Studentessa o rifugiata?

Oltre che dai siti dell'opposizione e da alcune agenzie di informazione, in Russia la notizia è stata trattata ampiamente dal solo giornale Kommersant'. Il segretario generale dell'Unione dei giornalisti, Igor Jakovenko, riferisce al quotidiano che la notizia della fuga dei giornalisti "non è affatto sorprendente, ma è una tendenza degli ultimi anni". Il direttore del Fondo per la difesa della Comunicazione pubblica, Aleksej Simonov, che pure si dice contrario ad un gesto così estremo, non se la sente di condannare i due emigranti, "stanchi di lottare per il diritto di poter esercitare la professione senza pericolo per la propria vita".

Si definiscono nel frattempo alcuni aspetti della vicenda. Sarebbe stato lo stesso Comitato, stando alle parole della coordinatrice del programma di aiuto ai giornalisti, Elizabeth Witchell (Radio Svoboda), ad aver agevolato la richiesta di Bagrov "contattando una fondazione americana che si è resa disponibile ad aiutarlo a stabilirsi negli Stati Uniti". La Witchell rivela che i due avrebbero ottenuto lo status di rifugiati politici ancor prima di recarsi negli Stati Uniti. Una procedura, quella per l'ottenimento della richiesta, che Kommersant' giudica "abbastanza semplice". La Witchell stessa ritiene che l'attesa per l'espletamento delle procedure richieda in tutto "dalle sei settimane ai sei mesi".
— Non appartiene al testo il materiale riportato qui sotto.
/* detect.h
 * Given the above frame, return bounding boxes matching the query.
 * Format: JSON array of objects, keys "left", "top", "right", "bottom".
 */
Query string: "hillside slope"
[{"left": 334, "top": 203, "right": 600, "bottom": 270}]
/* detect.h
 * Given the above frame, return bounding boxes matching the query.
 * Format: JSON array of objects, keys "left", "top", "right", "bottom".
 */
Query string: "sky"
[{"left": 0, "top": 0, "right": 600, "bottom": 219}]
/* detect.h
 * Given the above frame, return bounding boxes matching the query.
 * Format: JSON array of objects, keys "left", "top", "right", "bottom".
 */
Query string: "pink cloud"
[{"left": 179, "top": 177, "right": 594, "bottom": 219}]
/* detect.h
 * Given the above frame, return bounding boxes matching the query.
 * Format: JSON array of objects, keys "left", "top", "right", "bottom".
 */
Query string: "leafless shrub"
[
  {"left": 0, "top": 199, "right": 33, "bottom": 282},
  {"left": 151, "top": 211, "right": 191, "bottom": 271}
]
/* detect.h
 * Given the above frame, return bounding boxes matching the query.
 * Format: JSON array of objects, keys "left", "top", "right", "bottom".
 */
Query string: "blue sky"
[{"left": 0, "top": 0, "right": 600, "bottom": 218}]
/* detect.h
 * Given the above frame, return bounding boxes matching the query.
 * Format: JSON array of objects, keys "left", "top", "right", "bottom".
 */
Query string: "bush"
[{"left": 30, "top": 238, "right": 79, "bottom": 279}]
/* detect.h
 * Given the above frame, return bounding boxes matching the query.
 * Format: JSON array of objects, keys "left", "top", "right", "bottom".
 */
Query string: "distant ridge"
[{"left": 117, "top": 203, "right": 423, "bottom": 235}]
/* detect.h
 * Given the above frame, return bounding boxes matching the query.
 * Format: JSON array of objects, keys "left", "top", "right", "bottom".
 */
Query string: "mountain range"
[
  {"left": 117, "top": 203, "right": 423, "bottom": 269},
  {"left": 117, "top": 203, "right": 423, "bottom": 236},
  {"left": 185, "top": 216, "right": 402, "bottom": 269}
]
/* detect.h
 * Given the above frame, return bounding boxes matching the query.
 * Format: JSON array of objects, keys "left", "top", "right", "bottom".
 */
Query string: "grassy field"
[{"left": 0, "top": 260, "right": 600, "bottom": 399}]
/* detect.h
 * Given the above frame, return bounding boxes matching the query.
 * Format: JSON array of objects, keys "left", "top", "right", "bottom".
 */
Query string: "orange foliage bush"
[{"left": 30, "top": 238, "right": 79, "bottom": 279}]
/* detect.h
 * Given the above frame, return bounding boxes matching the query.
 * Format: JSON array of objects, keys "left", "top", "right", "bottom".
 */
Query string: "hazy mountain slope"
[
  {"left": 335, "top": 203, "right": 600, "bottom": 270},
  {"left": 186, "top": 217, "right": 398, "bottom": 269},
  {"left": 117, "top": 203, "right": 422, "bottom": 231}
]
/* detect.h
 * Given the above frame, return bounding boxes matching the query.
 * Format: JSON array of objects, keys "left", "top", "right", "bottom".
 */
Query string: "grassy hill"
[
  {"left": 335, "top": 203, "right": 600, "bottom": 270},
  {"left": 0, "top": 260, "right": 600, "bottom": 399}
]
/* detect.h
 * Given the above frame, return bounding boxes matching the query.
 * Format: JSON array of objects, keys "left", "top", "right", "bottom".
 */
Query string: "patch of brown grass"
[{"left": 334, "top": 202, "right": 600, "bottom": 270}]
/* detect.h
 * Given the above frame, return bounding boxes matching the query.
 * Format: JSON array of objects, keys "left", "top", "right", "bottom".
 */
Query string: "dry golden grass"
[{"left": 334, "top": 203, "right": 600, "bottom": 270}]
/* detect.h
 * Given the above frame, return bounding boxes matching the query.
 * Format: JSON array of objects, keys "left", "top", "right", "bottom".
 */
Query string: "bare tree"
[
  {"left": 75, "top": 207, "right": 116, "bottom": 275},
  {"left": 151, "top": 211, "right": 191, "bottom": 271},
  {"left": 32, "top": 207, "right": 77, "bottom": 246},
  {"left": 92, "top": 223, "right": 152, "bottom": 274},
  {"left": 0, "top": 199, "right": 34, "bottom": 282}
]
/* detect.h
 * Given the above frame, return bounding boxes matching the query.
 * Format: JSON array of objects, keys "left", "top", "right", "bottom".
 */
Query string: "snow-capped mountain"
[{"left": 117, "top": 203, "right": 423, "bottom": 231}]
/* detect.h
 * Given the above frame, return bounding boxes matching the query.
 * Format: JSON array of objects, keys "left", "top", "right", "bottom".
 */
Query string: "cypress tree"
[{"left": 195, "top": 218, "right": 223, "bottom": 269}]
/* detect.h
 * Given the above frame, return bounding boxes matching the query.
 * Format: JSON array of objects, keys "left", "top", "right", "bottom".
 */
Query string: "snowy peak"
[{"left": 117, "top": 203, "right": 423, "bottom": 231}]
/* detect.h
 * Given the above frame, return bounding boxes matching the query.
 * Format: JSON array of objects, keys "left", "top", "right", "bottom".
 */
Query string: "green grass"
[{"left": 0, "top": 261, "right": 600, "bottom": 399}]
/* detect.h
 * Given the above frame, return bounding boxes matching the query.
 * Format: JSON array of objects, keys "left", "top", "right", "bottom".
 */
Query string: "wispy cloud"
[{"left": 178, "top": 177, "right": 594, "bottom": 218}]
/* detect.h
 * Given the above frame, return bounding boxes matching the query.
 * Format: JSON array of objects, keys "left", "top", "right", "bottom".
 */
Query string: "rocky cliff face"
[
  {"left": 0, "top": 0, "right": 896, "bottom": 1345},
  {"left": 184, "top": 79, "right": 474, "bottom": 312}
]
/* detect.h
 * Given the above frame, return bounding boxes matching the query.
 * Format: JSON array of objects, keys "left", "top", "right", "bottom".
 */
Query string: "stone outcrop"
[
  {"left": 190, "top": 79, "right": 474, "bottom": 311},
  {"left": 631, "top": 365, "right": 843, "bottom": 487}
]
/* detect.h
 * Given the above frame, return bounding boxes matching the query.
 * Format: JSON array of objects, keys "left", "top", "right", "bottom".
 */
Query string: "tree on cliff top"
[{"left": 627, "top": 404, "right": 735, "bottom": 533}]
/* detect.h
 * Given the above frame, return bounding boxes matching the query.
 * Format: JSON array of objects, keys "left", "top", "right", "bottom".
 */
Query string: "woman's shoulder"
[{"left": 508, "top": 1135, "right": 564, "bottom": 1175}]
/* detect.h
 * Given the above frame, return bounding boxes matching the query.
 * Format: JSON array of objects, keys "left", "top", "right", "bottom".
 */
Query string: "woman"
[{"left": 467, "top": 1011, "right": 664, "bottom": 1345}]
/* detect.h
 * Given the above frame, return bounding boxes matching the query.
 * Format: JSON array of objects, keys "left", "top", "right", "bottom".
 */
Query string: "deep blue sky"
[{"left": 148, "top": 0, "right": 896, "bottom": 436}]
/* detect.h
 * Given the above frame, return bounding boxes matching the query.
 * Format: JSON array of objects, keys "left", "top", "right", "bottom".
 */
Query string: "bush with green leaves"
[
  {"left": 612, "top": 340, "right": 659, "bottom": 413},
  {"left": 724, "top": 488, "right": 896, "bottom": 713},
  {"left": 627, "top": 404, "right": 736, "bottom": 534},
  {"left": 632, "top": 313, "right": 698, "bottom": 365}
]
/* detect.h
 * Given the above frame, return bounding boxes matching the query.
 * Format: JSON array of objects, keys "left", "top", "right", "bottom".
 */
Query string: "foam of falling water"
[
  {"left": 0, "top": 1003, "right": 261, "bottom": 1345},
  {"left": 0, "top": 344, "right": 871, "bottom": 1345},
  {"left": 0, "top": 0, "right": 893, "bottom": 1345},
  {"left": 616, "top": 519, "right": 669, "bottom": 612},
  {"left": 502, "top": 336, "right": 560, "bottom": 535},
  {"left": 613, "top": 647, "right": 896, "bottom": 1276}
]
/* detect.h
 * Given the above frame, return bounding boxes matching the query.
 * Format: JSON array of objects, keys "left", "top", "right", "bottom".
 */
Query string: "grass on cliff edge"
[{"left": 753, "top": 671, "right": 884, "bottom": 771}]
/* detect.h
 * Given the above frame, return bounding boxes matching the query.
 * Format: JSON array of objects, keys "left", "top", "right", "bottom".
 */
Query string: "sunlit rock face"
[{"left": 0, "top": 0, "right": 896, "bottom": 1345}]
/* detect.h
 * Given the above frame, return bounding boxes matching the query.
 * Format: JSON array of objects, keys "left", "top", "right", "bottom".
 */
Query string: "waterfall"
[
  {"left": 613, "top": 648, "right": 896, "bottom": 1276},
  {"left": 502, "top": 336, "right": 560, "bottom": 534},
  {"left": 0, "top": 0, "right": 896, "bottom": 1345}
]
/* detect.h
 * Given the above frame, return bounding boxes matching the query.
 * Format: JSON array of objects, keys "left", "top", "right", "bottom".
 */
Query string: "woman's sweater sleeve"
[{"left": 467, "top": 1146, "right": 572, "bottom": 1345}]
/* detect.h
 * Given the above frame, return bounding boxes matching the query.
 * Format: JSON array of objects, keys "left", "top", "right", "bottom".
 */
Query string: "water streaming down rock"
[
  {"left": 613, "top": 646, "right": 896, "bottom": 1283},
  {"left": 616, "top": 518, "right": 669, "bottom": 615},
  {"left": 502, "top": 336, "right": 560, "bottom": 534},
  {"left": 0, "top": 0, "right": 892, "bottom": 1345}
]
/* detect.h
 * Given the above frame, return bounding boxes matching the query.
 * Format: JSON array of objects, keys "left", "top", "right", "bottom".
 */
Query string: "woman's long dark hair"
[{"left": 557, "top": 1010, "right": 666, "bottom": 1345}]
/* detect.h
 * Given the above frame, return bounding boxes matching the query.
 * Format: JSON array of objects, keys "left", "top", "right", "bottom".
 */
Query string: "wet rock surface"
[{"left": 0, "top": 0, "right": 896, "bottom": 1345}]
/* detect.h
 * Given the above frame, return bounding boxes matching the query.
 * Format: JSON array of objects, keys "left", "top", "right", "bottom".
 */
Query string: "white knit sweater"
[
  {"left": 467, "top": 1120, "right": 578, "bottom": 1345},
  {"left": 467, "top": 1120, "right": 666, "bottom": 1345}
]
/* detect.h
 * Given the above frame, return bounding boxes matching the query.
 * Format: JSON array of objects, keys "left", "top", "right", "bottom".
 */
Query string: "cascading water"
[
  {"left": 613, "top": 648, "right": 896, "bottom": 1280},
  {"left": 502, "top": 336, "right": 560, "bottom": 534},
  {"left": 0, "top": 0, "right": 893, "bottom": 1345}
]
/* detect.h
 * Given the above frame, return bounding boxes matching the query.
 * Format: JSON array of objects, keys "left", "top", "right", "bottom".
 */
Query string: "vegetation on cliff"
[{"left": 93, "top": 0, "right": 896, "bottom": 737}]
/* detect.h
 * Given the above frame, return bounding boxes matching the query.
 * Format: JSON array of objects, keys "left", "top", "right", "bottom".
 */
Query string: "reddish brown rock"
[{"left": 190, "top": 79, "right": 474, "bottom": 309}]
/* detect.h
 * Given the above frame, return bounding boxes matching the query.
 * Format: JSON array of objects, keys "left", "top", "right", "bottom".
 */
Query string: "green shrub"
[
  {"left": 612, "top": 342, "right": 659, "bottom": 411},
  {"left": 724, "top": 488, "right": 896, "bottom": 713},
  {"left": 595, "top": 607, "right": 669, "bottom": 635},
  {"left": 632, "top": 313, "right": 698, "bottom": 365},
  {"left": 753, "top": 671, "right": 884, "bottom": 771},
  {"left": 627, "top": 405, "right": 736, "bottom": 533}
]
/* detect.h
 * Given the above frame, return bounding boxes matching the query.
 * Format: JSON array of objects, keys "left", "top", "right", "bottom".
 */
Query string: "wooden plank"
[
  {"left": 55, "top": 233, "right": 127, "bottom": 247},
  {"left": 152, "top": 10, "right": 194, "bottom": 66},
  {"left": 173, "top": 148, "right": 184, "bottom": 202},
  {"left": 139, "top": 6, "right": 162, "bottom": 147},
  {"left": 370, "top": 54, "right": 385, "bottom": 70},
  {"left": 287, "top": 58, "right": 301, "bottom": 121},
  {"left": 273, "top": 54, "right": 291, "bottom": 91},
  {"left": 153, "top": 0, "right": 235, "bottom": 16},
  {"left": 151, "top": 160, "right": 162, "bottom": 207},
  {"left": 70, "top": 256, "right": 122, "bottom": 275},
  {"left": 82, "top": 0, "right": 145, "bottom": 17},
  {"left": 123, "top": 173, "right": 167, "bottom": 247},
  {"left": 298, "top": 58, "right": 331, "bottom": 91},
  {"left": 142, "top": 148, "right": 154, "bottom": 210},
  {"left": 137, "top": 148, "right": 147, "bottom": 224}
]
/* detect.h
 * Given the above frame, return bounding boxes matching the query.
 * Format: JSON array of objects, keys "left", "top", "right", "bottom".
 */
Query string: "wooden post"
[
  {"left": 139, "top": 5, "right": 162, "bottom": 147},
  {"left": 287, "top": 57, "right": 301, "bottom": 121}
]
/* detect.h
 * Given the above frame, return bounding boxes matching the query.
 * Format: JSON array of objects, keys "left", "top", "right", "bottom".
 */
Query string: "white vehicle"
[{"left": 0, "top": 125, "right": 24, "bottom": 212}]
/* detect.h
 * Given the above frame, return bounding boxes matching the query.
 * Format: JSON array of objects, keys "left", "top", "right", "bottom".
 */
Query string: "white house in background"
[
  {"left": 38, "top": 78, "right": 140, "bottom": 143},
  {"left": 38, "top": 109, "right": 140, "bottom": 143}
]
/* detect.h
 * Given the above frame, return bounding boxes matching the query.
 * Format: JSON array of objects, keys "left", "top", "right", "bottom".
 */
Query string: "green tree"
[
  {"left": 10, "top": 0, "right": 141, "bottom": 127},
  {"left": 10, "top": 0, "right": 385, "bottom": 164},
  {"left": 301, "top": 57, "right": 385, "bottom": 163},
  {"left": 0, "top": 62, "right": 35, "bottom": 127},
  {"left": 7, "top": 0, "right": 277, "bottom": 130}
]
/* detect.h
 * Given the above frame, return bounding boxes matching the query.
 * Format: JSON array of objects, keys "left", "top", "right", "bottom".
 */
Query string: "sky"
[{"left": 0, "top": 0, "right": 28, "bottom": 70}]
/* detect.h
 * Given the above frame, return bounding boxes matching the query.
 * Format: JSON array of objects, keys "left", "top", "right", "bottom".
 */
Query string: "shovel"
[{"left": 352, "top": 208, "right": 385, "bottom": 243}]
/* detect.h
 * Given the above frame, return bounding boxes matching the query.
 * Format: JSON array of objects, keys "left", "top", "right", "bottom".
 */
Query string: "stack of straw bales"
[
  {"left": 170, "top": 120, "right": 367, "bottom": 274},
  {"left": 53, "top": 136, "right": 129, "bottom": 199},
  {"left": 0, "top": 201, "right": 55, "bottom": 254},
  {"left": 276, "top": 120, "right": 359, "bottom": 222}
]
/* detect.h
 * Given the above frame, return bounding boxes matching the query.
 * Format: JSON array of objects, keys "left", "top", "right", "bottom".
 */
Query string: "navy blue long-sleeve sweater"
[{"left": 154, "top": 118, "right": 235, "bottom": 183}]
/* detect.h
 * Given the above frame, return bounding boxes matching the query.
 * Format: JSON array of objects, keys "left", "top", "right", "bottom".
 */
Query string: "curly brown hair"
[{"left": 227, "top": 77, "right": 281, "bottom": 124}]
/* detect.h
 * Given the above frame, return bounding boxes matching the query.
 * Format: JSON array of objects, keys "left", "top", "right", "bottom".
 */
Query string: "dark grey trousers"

Il caso Tlisova non è comunque chiuso. Con una smentita analoga a quella già rilasciata a marzo, la giornalista ha dichiarato all'agenzia REGNUM: "di tutto ciò che dicono di me, è vera solo una cosa. Ho partecipato alla tavola rotonda al Congresso degli Stati Uniti. In America mi trovo per motivi di studio. Per il futuro ho in programma di continuare il lavoro sul Caucaso". Il direttore del Centro giornalistico in Situazioni Estreme, Oleg Panfilov, si dice sicuro che le recenti smentite siano dovute al timore per possibili ripercussioni sui familiari rimasti nel Caucaso del Nord.